Arama

Mustafa Özcan
Ağustos 28, 2017
IŞİD’in bileşenleri

Kir pas içinde ve hırpani kılıkta bir IŞİD üyesinin derdest edilmiş halde fotoğrafını gördüğümde pek merakımı celp etmedi veya kamçılamadı. Olağan fotoğraftır diye oralı olmadım. Lakin daha sonra geri dönüp baktığımda, haber bültenlerinde haberini dinleyince irkildim, meseleye pür dikkat kesildim! Zira bu kıymet atfetmediğim fotoğraf, ispatlamakta zorlandığımız mühim bir şeyi ispatlıyordu.

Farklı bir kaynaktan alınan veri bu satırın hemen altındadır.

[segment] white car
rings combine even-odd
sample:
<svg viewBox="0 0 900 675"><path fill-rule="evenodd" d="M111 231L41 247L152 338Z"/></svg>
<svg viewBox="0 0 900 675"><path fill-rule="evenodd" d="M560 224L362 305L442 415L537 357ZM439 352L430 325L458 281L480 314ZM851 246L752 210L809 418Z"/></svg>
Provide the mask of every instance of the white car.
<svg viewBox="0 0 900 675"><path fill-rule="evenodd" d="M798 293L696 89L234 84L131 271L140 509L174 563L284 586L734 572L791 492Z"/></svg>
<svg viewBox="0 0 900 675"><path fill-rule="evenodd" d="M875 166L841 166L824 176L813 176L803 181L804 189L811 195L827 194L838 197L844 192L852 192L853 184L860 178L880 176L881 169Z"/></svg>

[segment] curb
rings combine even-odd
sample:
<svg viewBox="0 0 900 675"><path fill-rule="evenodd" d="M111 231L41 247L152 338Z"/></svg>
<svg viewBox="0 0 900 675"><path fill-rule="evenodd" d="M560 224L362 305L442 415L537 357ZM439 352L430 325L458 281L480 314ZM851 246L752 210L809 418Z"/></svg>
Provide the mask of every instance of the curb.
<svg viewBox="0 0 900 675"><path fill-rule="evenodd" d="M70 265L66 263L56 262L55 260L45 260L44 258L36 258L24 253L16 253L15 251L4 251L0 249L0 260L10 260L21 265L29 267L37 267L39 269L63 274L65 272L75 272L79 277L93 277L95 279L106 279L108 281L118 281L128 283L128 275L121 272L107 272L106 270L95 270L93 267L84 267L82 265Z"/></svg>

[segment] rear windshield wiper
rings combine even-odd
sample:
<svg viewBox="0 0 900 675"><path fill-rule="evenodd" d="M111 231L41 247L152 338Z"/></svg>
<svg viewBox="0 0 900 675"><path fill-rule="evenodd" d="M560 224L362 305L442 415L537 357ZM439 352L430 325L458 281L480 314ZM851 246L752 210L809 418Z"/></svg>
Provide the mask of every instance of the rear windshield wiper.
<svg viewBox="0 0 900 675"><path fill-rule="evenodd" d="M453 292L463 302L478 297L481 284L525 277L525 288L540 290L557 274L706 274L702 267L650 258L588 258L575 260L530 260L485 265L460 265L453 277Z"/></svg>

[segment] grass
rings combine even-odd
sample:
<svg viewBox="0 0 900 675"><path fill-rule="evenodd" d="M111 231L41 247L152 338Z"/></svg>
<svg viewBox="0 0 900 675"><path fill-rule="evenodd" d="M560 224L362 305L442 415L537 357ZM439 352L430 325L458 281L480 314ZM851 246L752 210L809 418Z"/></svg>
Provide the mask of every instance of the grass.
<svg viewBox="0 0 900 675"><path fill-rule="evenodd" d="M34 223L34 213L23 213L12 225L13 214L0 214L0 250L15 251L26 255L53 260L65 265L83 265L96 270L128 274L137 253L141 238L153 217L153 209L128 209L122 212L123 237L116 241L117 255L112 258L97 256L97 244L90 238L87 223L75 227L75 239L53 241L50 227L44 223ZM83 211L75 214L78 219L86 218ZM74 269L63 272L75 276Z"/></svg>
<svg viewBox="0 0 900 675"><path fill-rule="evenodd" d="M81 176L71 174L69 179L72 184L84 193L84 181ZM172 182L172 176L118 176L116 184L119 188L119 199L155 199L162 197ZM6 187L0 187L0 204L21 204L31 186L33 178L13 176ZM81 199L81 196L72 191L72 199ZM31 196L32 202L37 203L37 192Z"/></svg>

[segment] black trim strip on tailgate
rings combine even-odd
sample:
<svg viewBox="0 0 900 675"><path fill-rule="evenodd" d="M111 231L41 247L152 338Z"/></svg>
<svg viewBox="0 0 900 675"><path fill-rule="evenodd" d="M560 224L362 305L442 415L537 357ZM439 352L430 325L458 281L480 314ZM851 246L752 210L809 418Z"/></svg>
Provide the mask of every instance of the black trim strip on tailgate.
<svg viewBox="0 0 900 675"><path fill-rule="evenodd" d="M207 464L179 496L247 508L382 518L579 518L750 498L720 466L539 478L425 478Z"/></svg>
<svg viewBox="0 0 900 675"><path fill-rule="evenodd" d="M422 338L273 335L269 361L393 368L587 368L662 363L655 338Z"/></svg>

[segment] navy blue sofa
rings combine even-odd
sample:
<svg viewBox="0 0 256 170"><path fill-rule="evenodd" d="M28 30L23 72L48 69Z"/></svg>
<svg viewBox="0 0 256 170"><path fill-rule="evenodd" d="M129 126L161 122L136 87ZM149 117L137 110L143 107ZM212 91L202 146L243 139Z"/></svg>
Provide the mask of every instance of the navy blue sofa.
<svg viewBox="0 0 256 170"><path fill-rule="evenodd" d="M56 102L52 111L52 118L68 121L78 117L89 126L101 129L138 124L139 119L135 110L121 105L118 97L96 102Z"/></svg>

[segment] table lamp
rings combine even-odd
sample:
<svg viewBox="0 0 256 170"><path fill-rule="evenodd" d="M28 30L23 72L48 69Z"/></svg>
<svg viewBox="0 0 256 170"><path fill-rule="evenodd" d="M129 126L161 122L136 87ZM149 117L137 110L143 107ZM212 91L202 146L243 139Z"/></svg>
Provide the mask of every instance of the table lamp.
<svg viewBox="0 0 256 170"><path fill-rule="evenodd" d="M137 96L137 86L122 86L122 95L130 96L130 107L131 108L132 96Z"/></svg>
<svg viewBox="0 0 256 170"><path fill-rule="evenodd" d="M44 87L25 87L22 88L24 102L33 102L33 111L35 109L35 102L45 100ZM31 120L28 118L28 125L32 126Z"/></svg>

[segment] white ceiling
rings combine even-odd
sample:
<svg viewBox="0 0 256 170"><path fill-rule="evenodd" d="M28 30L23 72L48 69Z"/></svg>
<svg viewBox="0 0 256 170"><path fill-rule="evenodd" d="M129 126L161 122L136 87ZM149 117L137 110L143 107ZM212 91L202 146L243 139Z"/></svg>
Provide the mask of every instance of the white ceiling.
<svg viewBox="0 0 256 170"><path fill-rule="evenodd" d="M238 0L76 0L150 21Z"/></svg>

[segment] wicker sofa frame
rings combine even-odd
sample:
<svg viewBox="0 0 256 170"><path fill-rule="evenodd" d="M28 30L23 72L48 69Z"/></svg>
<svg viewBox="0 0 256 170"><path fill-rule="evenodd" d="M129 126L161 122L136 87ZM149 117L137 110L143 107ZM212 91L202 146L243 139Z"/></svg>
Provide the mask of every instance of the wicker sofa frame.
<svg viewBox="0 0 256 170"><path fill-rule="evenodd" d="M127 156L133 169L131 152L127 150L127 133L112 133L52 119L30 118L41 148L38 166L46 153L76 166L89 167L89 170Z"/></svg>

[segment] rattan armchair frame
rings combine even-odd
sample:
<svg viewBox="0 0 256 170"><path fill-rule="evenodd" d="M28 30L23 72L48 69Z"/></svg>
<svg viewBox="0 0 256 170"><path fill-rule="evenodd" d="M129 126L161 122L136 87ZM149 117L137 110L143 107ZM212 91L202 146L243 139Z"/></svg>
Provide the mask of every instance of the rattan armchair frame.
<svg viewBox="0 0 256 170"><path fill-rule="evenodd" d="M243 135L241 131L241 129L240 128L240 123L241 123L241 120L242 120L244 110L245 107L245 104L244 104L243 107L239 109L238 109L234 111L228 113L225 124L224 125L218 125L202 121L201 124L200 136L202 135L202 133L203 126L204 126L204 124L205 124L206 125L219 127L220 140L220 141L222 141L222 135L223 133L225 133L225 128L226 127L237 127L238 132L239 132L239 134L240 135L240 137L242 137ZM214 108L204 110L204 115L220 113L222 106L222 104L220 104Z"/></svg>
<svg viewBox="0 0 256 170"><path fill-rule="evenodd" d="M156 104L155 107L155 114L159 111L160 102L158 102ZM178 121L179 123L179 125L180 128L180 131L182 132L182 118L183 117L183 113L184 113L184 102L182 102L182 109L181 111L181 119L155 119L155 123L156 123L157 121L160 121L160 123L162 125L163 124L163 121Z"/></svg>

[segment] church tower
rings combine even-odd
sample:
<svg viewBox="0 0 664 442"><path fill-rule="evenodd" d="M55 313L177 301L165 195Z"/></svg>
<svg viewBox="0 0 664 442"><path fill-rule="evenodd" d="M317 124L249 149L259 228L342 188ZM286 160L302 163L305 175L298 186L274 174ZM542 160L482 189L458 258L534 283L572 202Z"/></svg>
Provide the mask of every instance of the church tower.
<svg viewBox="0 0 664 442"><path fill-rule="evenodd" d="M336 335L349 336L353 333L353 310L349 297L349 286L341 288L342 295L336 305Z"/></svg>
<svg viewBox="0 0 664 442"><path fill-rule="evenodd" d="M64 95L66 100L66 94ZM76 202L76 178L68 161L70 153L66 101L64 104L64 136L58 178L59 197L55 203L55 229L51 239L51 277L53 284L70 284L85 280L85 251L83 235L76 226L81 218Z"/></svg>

IŞİD, hiçbir zaman IŞİD'den ibaret olmamıştır. IŞİD içinde başka IŞİD'ler vardır. Duman tüten silah veya cürmü meşhut hali yani suçüstü fotoğrafı da bunu ispatlıyor. IŞİD'in selefi olan Kaide de bir marka haline gelmişti ve herkesin kendisine has Kaidesi vardı. Ali Abdullah Salih, İran vesaire kurulu düzenler de ortalığı karıştırmak, sonrasında durumdan vazife çıkarmak için bu tür tanınmış markalara fason imalat yapıyorlardı. 1990'lı yıllarda Batılıların onlarca hatta yüzlerce bu tarz fason 'İslami örgüt' ürettiklerine dair haberler okumuş ve vaktiyle bunlara değinmiştik. Bunların illa ki dindar olması da gerekmiyor. Sözgelimi Ebu Nidal adıyla bilinen örgütün lideri Sabri el- Benna Patrick Seale'in tabiriyle kiralık silah olarak tanımlanmış ve damgalanmıştı. Terör meselesi veya terörle mücadele meselesi İslam'la mücadele biçimlerinden birisi haline gelmiş ve getirilmiştir. Daha Soğuk savaş yıllarında bunun temelleri atılmıştı. 1999 Savaşsız Zafer (Victory Without War 1999)adlı eserinde Nixon meselenin bam teline parmak basmış ve Soğuk Savaşı kazandıktan sonra İslam dünyasındaki devin uyanışını bastırmak için bir taraftan eski düşmanları Rusya ile ortaklık kurarken diğer taraftan da IŞİD tarzı örgütlerin yüzeye çıkacaklarını veya imalatlarını öngörmüştür. 11 Eylül böylesine bir milattır.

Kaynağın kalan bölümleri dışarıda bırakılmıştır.